For young couple Fa'oso and Paulo Tuivale Puelua, it is too late. Three of their five children have died after contracting measles.
The family have been sitting and praying on the fresh grave of three young children, who were not immunised when they caught the virus.
Mr Puelua said he could not understand why and how it happened. Their three-year-old was at first sent home from hospital, with doctors giving him the all-clear.
After a day back at home, he saw rashes on his son's skin and took him back to the hospital.
"Two hours in hospital and he has died."
Less than a week later, the couple's 18-month-old twins, Tamara and Sale caught measles and fell sick.
Samoans have a deep and delicate treatment of death. Graves are ubiquitous, attached to the front of houses, or given the place of honour in the centre of villages, often with pictures of those laid to rest. Older people, mostly.
These three children now have their own fale. Mr Puelua built it as part of their home because his wife could not separate herself from them.
She is sleeping at the grave, blaming herself.
Mr Puelua, a gardener, has to keep up with his work routine.

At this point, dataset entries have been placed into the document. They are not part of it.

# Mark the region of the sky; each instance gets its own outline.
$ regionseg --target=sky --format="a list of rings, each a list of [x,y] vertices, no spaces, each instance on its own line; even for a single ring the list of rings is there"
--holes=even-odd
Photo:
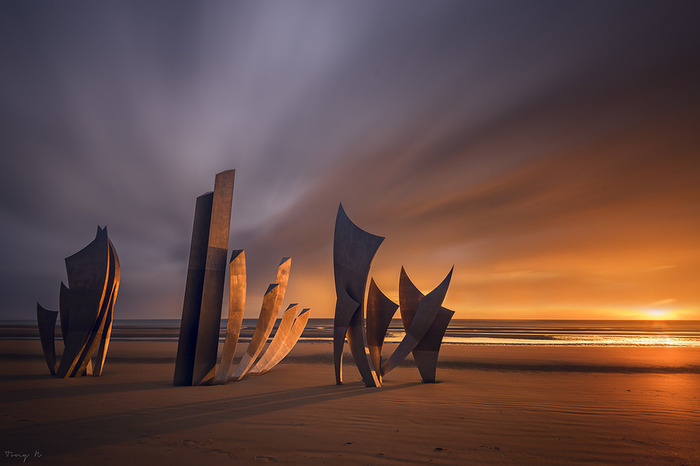
[[[700,319],[694,1],[0,1],[0,318],[107,225],[116,319],[179,318],[235,169],[245,316],[332,317],[340,202],[398,298],[469,319]],[[224,308],[224,315],[226,309]]]

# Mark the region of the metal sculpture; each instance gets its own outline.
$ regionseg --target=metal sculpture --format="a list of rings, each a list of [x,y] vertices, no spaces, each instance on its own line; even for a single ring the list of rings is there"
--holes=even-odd
[[[290,304],[289,307],[287,307],[287,310],[284,311],[284,314],[282,314],[282,319],[277,326],[275,336],[270,342],[270,346],[267,347],[265,354],[258,359],[258,362],[248,369],[249,374],[259,374],[261,368],[267,366],[272,358],[275,357],[275,353],[277,353],[281,348],[282,342],[285,338],[287,338],[289,332],[292,331],[292,325],[294,325],[294,319],[297,315],[298,307],[299,306],[297,304]]]
[[[412,316],[410,319],[408,317],[404,319],[406,335],[404,336],[403,340],[401,340],[401,343],[399,343],[399,346],[396,347],[392,355],[389,356],[386,363],[382,364],[382,375],[388,374],[389,371],[398,366],[399,363],[403,361],[406,356],[408,356],[408,353],[412,352],[423,337],[425,337],[425,334],[428,332],[428,329],[433,324],[438,312],[442,308],[442,301],[445,299],[447,288],[450,286],[450,280],[452,279],[452,270],[453,269],[450,269],[447,277],[445,277],[442,283],[440,283],[433,291],[417,301],[418,306],[415,311],[412,309],[407,309],[407,316],[411,314]],[[400,296],[401,291],[399,291],[399,297]],[[413,303],[415,303],[415,301],[413,301]],[[399,305],[401,305],[401,301],[399,301]],[[404,313],[402,312],[401,315],[403,318]],[[409,325],[407,325],[407,323]]]
[[[411,279],[408,278],[406,270],[401,267],[399,304],[401,306],[401,322],[406,331],[411,327],[415,313],[418,310],[418,304],[423,298],[423,293],[418,290]],[[428,331],[413,349],[413,359],[416,361],[416,366],[418,366],[421,378],[425,383],[435,382],[440,346],[453,315],[454,311],[441,306]]]
[[[204,269],[207,261],[207,241],[213,198],[214,193],[199,196],[194,210],[190,258],[187,266],[187,281],[182,304],[173,385],[192,385],[192,369],[194,368],[194,354],[197,348],[199,310],[202,305],[202,284],[204,283]]]
[[[233,371],[230,377],[231,380],[241,380],[262,352],[263,346],[265,342],[267,342],[267,338],[270,336],[272,328],[275,325],[275,320],[280,312],[282,301],[284,301],[284,294],[287,291],[291,266],[292,259],[285,257],[282,259],[282,262],[280,262],[279,267],[277,267],[277,278],[275,279],[275,283],[271,284],[267,289],[267,293],[265,293],[253,338],[250,340],[248,348],[243,354],[238,366],[236,366],[236,370]]]
[[[432,292],[424,296],[401,268],[399,305],[379,290],[374,280],[367,293],[367,325],[363,332],[363,297],[372,258],[384,238],[365,232],[338,208],[333,242],[336,308],[333,325],[333,356],[336,383],[342,383],[342,355],[347,337],[353,359],[368,387],[378,387],[382,378],[409,353],[423,382],[435,382],[442,339],[454,312],[442,307],[454,267]],[[382,362],[382,346],[397,308],[406,334],[388,360]],[[371,360],[371,368],[367,355]]]
[[[270,332],[272,332],[272,327],[275,325],[275,319],[277,318],[277,313],[273,314],[273,310],[278,294],[279,285],[276,283],[270,284],[270,286],[267,288],[265,296],[263,296],[260,317],[258,317],[258,321],[255,325],[253,338],[250,340],[248,348],[246,348],[246,352],[243,353],[243,357],[238,362],[238,365],[233,371],[233,374],[231,374],[231,377],[229,377],[229,380],[234,382],[241,380],[262,351],[263,346],[267,342],[267,338],[270,336]]]
[[[66,270],[68,287],[61,283],[59,312],[37,303],[44,357],[49,371],[57,377],[99,376],[109,348],[121,276],[119,256],[106,227],[97,227],[95,239],[66,258]],[[57,364],[55,325],[59,313],[64,349]]]
[[[293,308],[290,306],[290,309],[285,311],[284,317],[287,315],[293,317],[295,313],[296,306]],[[272,343],[270,343],[270,347],[248,373],[250,375],[262,375],[284,359],[292,348],[294,348],[294,345],[296,345],[299,337],[301,337],[301,334],[304,332],[304,328],[306,328],[306,324],[309,321],[309,315],[309,309],[302,310],[301,313],[294,318],[294,322],[288,331],[283,330],[282,323],[280,323],[280,327],[277,329],[277,332],[275,332],[275,338],[272,340]]]
[[[233,251],[229,262],[226,337],[221,360],[217,364],[234,175],[235,170],[217,174],[214,192],[197,198],[173,385],[223,384],[245,377],[251,367],[257,367],[256,360],[261,353],[262,357],[265,356],[263,348],[284,300],[290,258],[282,259],[276,281],[263,298],[253,339],[231,374],[243,321],[247,285],[245,252]],[[280,335],[280,339],[283,337]],[[286,337],[284,341],[287,341]],[[277,353],[277,348],[273,353]],[[266,359],[268,362],[260,367],[269,370],[272,367],[269,360],[274,359],[275,354],[271,354]]]
[[[221,304],[226,279],[228,236],[231,225],[233,179],[235,170],[216,175],[211,206],[206,269],[202,284],[202,307],[197,329],[197,349],[192,369],[192,383],[203,379],[216,365],[221,325]]]
[[[387,298],[372,279],[367,292],[367,346],[375,369],[382,366],[384,338],[398,308],[398,304]]]
[[[216,370],[214,383],[223,384],[228,380],[233,355],[236,352],[238,337],[241,334],[243,324],[243,311],[245,310],[245,293],[247,286],[247,275],[245,265],[245,251],[236,250],[231,254],[229,270],[229,301],[228,319],[226,321],[226,337],[224,339],[224,350],[221,361]]]
[[[41,307],[41,304],[36,303],[36,320],[39,325],[39,338],[41,339],[41,348],[44,350],[44,359],[46,365],[49,366],[51,375],[56,375],[56,344],[54,343],[54,335],[56,332],[56,318],[58,311],[50,311]]]
[[[235,170],[197,198],[174,385],[196,385],[216,365]]]
[[[338,207],[333,239],[335,275],[335,318],[333,323],[333,362],[335,382],[343,383],[343,348],[348,340],[350,352],[367,387],[381,385],[379,374],[368,358],[364,337],[364,295],[372,259],[384,241],[362,230],[348,218],[343,204]]]

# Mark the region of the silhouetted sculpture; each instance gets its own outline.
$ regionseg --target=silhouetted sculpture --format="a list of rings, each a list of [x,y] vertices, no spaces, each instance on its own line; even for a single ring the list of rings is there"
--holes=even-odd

Siliniu Lina Chang is a local hero leading the Samoa Victim Support group for domestic violence victims, but she also helps in many different causes.
She has been visiting the family bringing clothes and other health supplies and has given some counselling to the pair's surviving children.
"I talked with the two boys, four and six. They didn't talk much about the ordeal, but you can sense because all the children were playing on the other far side but they were still sitting on the grave."
She told Checkpoint their mother was not coping well.
"She's very young, you can see she has her own mat on the grave."
Mr Puelua told her: "I miss my children, they were not supposed to die."
He prays other Samoan families get educated on immunisation, so they don't go through what his family have.